CONTRATAPA
› Por Beatriz Vignoli
Negro, el perro, en la verde luz del día, al sol de Barrio Tablada que brilla en este otoño con un fulgor como de foto sobreexpuesta, con esa deslumbrante luminosidad que es el recurso predilecto de los cineastas para indicar en un racconto la sensación de tiempos pasados y felices; esa estética como de película Súper 8, casera, de aficionados, esas que se siguen pasando en la memoria, o que tal vez inventamos, donde papá apunta la lente y vemos cómo del sol, invisible por lo blanco, parecen descender unos hexágonos; él filma para que el tiempo no se lleve este momento y sin embargo treinta años después vemos cómo la luz muerde las cosas, se las come, se devora el pelito de la nena en la hamaca, la luz borra la risa, la risa sigue sonando; quedan todos comidos por la luz, la luz caníbal, y todo es medio amarillo, o blanco, o verde, claro con un color que de tan claro no se sabe ni cuál es, hasta que salta de golpe ese naranja no se sabe de dónde, salta y termina de comerse todo como un tigre; hongos del tiempo, dicen, son hongos que se comen la película, literal, cruda en el celuloide.
Y nunca pasa así, en la vida real nada se destruye tan prolijamente.
Y el perro que me mira. Y me conoce.
Las películas de verdad, cuando se terminan quemando de verdad, se rompen.
No se ven.
Irazusta pega la gente que se rompe, él trabaja de eso. En su forma de distraerse con el perro, en la manera en que se ha puesto a hablarle al animal como ignorándome, leo un intento de darme a entender que no tiene nada más de valor para decirme, o que si lo tiene ya no me lo dirá. Hubo una ventana abierta de oportunidad (toda investigación la tiene) y esta acaba de cerrarse. (¿Pero esto es una investigación?). Y sin embargo Irazusta sigue hablando, vamos caminando junto con el perro hasta la parada del 107 y él me sigue contando, pero ya no da ningún dato que pueda servirme de pista para saber quién mató a Agustín Aguirre y al suboficial Bianciotti, sino que Irazusta se recuerda llorando en un charco interminable de sangre y gastando en una hora toda la compasión de que es capaz en una vida. Hay reservas de compasión, dice, y agrega que él a las suyas las quemó en una hora interminable, y después se olvidó. Se olvidó de quién era cuando todavía podía sentir lástima por alguien. Es más, ni siquiera se dio cuenta de que se había vuelto incapaz de sentir lástima por alguien. Que eso haya hecho de él un buen médico, o no, dice que no sabe. Dice que ahora entiende por qué después de los veinte no fue un tipo querible, cuando de adolescente era tan sensible y tierno. Gastó la compasión, quemó las reservas. Ya era un médico viejo al empezar, pero nadie se lo dijo. Fue ese al que evitaban. El creía que era por prejuicio. Pero los propios compañeros los evitaban, a él y a Aguirre, y eso que ellos dos se sentían bien, se veían bien, se creían que estaban los dos bien. No les pasaba nada. Nada les dolía, ningún aniversario de la derrota, nada. Estaban bien, los dos; estaban bien, pese a cierta tristeza, que de vez en cuando les agarraba cuando pensaban en Sosa, que no había vuelto.
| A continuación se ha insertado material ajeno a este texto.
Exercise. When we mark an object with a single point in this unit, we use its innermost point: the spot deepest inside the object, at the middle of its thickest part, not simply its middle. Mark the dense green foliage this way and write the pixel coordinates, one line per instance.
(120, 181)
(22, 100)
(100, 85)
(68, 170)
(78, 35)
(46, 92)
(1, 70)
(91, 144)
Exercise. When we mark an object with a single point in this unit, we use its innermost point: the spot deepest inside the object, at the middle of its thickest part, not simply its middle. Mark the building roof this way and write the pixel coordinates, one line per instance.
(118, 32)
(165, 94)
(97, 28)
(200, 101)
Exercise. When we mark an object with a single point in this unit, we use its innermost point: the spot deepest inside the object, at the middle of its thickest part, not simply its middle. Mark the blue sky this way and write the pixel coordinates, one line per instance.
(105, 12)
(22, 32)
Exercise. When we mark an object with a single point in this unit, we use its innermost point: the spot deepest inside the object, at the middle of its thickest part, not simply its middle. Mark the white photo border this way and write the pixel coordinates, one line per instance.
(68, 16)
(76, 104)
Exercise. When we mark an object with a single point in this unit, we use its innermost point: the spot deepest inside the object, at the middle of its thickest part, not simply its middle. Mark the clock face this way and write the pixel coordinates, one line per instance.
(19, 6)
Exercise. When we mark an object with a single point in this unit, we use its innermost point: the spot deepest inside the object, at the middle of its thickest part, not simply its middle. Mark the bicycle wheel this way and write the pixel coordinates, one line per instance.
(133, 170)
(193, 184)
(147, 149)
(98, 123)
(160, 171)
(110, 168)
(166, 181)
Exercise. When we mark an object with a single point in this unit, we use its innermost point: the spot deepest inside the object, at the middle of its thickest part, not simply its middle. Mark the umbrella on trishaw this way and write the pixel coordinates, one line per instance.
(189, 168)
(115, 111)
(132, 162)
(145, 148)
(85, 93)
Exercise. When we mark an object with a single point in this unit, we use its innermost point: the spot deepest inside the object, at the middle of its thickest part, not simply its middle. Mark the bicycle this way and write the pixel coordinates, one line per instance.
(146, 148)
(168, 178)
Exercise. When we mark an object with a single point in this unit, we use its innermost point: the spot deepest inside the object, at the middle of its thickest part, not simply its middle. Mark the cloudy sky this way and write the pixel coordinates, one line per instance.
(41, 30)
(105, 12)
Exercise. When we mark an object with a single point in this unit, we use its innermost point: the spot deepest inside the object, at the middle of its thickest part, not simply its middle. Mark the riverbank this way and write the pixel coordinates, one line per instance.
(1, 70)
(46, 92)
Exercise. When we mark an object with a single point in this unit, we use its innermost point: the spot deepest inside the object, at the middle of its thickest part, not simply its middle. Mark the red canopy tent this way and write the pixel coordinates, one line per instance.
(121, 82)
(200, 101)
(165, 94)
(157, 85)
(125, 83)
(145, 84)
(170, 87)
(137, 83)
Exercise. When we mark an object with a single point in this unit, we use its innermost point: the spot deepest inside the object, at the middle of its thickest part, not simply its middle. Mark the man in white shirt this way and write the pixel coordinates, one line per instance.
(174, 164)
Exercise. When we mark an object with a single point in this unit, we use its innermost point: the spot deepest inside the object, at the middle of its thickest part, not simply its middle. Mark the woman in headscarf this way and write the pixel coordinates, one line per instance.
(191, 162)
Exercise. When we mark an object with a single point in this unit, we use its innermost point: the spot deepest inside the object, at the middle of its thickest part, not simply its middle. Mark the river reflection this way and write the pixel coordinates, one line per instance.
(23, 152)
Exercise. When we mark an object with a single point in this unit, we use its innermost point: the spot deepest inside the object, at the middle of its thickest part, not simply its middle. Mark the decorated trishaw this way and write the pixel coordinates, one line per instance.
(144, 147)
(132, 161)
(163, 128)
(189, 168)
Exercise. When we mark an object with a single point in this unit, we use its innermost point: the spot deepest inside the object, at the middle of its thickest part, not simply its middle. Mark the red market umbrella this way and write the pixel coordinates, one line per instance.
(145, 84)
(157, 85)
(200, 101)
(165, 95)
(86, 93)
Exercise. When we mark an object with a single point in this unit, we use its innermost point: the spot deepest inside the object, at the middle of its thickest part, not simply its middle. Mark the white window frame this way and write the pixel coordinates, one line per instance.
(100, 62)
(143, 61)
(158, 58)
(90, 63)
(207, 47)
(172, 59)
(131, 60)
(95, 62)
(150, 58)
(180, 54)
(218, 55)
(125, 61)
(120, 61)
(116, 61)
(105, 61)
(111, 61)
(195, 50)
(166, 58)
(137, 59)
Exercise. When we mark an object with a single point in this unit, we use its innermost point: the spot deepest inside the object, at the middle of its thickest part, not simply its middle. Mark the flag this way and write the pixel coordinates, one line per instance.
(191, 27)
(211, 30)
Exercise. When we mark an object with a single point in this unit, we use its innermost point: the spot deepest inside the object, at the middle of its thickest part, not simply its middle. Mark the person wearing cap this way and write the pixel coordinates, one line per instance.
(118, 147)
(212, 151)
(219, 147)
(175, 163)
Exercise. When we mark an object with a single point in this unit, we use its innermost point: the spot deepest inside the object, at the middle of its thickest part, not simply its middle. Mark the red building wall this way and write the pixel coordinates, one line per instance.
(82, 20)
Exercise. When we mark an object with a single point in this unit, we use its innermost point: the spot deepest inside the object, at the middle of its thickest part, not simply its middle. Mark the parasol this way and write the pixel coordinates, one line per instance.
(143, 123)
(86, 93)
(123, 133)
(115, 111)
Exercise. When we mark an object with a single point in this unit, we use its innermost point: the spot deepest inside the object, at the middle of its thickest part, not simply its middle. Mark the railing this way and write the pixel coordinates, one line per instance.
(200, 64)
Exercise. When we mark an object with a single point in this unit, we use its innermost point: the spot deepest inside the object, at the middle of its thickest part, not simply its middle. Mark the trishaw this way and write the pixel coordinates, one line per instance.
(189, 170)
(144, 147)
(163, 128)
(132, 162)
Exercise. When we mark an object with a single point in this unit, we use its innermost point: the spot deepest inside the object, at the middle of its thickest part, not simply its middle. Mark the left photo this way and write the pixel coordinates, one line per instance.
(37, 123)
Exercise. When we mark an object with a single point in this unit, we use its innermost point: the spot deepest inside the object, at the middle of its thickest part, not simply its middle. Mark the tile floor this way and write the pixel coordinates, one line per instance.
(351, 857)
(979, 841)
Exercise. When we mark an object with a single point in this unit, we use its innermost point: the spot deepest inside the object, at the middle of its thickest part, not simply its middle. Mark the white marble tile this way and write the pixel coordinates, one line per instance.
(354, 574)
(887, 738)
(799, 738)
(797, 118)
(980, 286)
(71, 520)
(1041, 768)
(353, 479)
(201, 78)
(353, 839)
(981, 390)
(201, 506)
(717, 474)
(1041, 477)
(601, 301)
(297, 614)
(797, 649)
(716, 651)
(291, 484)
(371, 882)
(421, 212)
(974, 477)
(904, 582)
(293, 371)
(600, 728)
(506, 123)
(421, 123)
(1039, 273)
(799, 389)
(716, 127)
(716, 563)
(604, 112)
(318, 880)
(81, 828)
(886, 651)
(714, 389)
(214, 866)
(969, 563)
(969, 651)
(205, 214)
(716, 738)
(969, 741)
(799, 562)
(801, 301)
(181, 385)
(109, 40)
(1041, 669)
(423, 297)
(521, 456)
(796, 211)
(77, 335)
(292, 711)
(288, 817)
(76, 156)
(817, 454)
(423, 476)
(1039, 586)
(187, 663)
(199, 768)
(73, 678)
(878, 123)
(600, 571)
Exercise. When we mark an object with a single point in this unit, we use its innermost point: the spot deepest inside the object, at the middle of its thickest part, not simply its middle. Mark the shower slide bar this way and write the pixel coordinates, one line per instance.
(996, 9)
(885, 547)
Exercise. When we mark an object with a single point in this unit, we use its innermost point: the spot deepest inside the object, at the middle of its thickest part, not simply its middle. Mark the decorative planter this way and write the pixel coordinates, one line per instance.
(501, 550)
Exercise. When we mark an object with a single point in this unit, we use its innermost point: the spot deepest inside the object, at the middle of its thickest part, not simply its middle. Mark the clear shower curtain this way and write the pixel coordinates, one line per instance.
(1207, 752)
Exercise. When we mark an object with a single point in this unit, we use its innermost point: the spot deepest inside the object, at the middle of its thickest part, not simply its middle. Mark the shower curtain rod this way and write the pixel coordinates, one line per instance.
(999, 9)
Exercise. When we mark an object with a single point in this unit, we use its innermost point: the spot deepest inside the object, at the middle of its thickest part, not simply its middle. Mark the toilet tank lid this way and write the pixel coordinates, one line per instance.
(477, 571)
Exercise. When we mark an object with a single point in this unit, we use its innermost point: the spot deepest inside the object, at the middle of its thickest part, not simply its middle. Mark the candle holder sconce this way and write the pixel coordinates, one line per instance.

Pero bueno, Aguirre se encerró, se volvió un encerrado, y él no siente más nada. Y ahora se recuerda. Se había olvidado de quién era, antes de estar en ese charco. Fue como una hemorragia, como si en vez de írsele la sangre se le fuera, con la sangre de los otros, el alma. No hay palabras ahí, en ese lugar. Es como un lugar antiguo. No sabe cuántos años le llevó darse cuenta de que no estaba para nadie, de que ya no se podía contar con él. Tampoco sabe cuántos años le llevó darse cuenta de que esa devastación tan blanca era la escultura que con él había tallado la guerra. Con cuánta prolijidad lo habían destruido. Volver ileso, mudo e insensible es volver como un reverso de los otros, los heridos, los muertos. Irazusta no puede parar ahora de contarme eso. A su alma la puede comparar con la anestesia, el frío de la camilla, las luces del quirófano, las cosas que hacen el trabajo de sus días, esos días que pasan a través de él que ya no es él, pero que igual funciona, como un clon, una carcasa vaciada cuyos más profundos contenidos hubieran quedado "allá". Dejo pasar un 107 porque me parecería una crueldad no seguir escuchándolo, dejarlo ahí solo en la parada con esa verdad de sí que ha descubierto: puede volver, ahora, a ese lugar. Puede volver a pie. Ha reunido, durante todos estos años, la solidez y la fuerza necesarias. Habla y el perro lo escucha con esos ojos humanos y yo le pregunto si dejan subir perros al 107 y él me responde que no.
Entonces decido volverme a casa caminando.